1O. Get politically involved to legitimize the workforce
That is probably as hard for you to read as it was for me to write. Spending time with government officials is way down on my list of things I’d like to do. Yet if builders and the National Association of Home Builders don’t start getting loud and obnoxious about labor shortages and campaigning for a legitimate, controlled, well-managed guest-worker program, who will? Of all the industries affected, we may have the most to lose and we simply cannot afford to do nothing. (If you have seen anything positive on this issue or have good ideas on how to solve it, please write me at [email protected].)
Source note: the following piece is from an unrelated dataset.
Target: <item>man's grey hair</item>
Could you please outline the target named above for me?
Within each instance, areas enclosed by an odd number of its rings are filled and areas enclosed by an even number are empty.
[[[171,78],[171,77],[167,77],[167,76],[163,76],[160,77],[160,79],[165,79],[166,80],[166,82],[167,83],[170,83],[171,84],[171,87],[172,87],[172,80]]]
Let’s say you are highly successful in four or five of these and make some progress in three or four more, what will have happened? First, you will have significantly reduced the need for labor in your product. Remember that even more than the actual labor to build, you are saving the labor and time involved in rework, extra trips, warranty, supervision, inspection, and process failure. All of this combines to increase margins, which leads us to an idea antithetical to most builders: You could pay more for labor in order to make more money.
Would I ever suggest you pay more for labor and receive nothing in return? Of course not. Once again, we are talking about total cost, not bid price, and those are never the same. Would you pay a bit more to be first in line to get more reliable trades, even during a labor shortage? That translates to better homes, happier customers, cleaner sites, shorter cycle times, higher asset turns, and more profit. Your competitor down the road, who is laughing because you are paying a nickel more a square, does not get it and never will. You get four turns a year while he gets three, making your gross and net much higher than his.
Now here is the really great promise: If you do all of these things right, before long you can get the best trades and not pay more. How? Because you are so good, so organized, you schedule work so well, your people know their jobs, that the trades make more margin on your projects. That is the best of all worlds. I have seen it done too many times to deny the opportunity.
Are immunizations painful? Do flu shots hurt? Sure, but if you are smart, you are willing to endure some up-front pain to prevent debilitating sickness down the road. So toughen up, bite the bullet, and roll up your sleeves. This is your opportunity to turn the labor shortage into just one more competitive advantage.